Çavuşoğlu, Rus uçağının hava sahasını ihlal etmesi nedeniyle angajman kurallarının uygulandığını vurgulayarak şunları dedi:

"Rus makamlarının aşırı tepkilerine rağmen, gerilimi artıran taraf olmadık. Soğukkanlı ve itidalli bir tutum izledik. Rusya yönetimini aklıselime davet etmeyi sürdürüyoruz. Diğer taraftan, zarara uğrayan şirketlerimizin ve vatandaşlarımızın durumuyla çok yakından ilgileniyoruz. Türkiye olarak her zaman barış ve işbirliğinden yana olduk. Millî güvenliğimize ve egemenliğimize doğrudan bir tehdit olmadıkça, asla güç kullanmadık. Cumhuriyetimizin kurucusu Mustafa Kemal Atatürk’ün, ‘Milletin hayatı tehlikeye düşmedikçe savaş bir cinayettir’ sözünü ilke edindik. Bugüne kadar, çevremizdeki tehditlerden asgari düzeyde etkilendik. Bunu bir taraftan barışçıl dış politikamıza, diğer taraftan da caydırıcı askeri gücümüze borçluyuz."

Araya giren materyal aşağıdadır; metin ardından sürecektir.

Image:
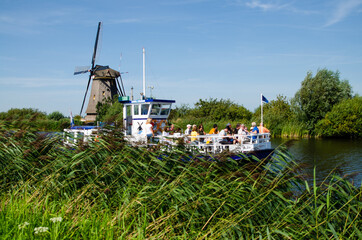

Filistin halkına destek vermeye devam ettiklerini kaydeden Çavuşoğlu, şunları söyledi: "Filistin’in 137 devlet tarafından tanınmasında önemli katkılarımız oldu. Bu yönde atılan adımlardan biri de Filistin bayrağının BM’de göndere çekilmesiydi. Sayın Başbakanımız Ahmet Davutoğlu bu törene bizzat katılarak, kardeşlerimizin haklı davasına verdiğimiz desteği bir kez daha gösterdi. İsrail’le olan ilişkilerimiz de, son dönemde sıkça gündeme geliyor. Mavi Marmara katliamından sonra yaşananları çok iyi biliyorsunuz. Bu vesileyle Mavi Marmara şehitlerimizi bir kez daha rahmetle yâd ediyorum. Ruhları şâd olsun. İsrail’le ilişkilerimizin normalleşmesi için görüşmeler sürüyor.’’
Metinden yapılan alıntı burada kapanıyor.